Olaf Scholz, le ministre allemand des Finances, a annoncé qu’il pourrait interdire aux banques d’imposer des taux négatifs sur les dépôts inférieurs à 100.000 euros, mais il a été contredit par la Bundesbank qui ne le souhaite pas afin qu’elles puissent améliorer leur rentabilité. Une dynamique est de fait engagée, 107 des 162 banques et caisses d’épargne du pays répercutent entièrement ou partiellement sur leurs clients, des entreprises la plupart du temps, les taux négatifs de la BCE. Et la fédération allemande des coopératives (BVR) n’exclut pas l’extension de cette pratique, la décision revenant à chacun de ses établissements.
Les banques françaises et allemandes paient le plus lourd tribut, qui se chiffre en milliards d’euros annuels, le système bancaire n’étant pas exposé de manière uniforme aux taux bas. Les banques dont les revenus dépendent essentiellement de l’activité de prêts et dépôts, comme les banques régionales allemandes, souffrent plus de cet environnement que les banques diversifiées dans les services financiers, l’assurance ou la banque d’affaires et d’investissement, comme les établissements français. Ce qui n’a pas empêché le gouverneur de la Banque de France et le ministre des Finances, défenseurs de ces derniers jamais pris en défaut, de rejoindre leurs collègues allemands en dépit des mesures prises par la BCE pour diminuer la portée de la baisse de son taux. On se demande d’ailleurs à quoi celle-ci peut bien servir dans ces conditions.

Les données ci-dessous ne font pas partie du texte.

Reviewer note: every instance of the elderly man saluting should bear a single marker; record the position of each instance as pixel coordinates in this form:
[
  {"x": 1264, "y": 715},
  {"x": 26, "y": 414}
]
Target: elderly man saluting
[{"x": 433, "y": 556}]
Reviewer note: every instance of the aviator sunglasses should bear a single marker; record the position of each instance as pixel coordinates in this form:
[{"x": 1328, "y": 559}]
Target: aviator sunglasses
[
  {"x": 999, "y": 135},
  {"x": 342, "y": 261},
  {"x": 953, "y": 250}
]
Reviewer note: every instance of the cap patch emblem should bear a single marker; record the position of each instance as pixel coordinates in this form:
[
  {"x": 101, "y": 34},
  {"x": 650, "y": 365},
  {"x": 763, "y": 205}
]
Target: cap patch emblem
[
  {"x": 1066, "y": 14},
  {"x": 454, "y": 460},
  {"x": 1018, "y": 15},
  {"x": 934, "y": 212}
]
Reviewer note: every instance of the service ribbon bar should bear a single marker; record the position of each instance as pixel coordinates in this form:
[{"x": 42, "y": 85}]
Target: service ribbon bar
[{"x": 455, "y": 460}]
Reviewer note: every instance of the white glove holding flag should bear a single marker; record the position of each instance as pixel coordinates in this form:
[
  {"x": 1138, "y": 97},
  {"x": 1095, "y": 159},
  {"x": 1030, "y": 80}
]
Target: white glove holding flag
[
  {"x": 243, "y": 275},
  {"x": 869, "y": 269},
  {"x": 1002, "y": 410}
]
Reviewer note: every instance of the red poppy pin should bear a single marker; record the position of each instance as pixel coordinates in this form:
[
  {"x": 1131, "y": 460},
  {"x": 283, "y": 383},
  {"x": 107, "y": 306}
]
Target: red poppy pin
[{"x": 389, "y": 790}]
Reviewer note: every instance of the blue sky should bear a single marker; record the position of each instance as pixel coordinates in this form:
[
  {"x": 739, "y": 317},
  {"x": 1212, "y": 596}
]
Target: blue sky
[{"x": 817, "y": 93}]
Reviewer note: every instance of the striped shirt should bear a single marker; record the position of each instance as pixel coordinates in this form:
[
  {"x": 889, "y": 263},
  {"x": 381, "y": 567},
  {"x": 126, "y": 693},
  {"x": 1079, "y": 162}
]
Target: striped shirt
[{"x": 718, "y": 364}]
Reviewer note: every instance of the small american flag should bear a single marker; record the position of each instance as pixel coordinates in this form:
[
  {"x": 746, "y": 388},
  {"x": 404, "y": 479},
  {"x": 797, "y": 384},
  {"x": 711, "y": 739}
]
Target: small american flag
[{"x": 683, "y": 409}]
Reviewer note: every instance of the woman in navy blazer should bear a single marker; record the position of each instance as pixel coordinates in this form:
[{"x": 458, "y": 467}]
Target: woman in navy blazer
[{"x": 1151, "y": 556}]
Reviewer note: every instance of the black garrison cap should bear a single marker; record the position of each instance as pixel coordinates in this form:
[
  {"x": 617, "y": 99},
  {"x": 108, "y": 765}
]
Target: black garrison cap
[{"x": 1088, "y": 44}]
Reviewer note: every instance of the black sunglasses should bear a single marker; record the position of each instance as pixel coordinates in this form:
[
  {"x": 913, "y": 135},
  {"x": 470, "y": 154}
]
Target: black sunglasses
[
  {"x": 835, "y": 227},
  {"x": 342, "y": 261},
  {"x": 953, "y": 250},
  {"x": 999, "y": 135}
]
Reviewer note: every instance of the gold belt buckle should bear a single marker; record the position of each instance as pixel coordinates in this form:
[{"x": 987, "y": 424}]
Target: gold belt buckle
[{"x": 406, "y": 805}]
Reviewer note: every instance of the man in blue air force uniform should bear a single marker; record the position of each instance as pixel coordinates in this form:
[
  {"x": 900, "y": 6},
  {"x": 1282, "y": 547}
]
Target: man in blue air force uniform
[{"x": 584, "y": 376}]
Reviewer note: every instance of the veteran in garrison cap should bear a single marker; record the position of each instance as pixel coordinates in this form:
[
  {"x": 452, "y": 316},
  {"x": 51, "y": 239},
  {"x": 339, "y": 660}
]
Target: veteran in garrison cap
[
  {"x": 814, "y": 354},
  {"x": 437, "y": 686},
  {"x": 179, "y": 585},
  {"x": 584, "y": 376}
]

Les ministres des Finances européens ont donc calé durant la dernière réunion d’Helsinki, Roberto Gualtieri, le nouveau ministre des Finances italien, prenant date avec son confrère espagnol pour que l’investissement public soit dans l’avenir exclu du calcul du déficit. En raison de leurs divisions, le risque est trop grand de s’enliser dans une révision des trop complexes règles d’application du Pacte de croissance et de stabilité – le prétexte donné – pour que l’on s’y engage sans d’avantage s’y préparer.
Le chemin est pourtant tout tracé, le flou entourant la notion clé de « déficit structurel » permettant de desserrer ses contraintes sans porter atteinte aux plafonds politiquement intouchables de 3% de déficit et de 60% d’endettement, mais en modifiant leurs calculs. Les gardiens du temple ne démordent pas de leur rigidité dogmatique.
Valdis Dombrovskis, le vice-président de la Commission européenne, a botté en touche : « il nous faut davantage d’analyses et de discussions… que la Commission doit mener à bien d’ici la fin de l’année ». La belle affaire, il ne sera plus là ! Il a été soutenu par Roberto Gualtieri qui ne se fait pas d’illusions, car il faut s’attendre à « un processus long et complexe » qui ne fait pas son affaire, l’examen du budget italien pour 2020 intervenant cet automne.
À ce rythme-là, la crise sociale et politique ne peut que s’approfondir.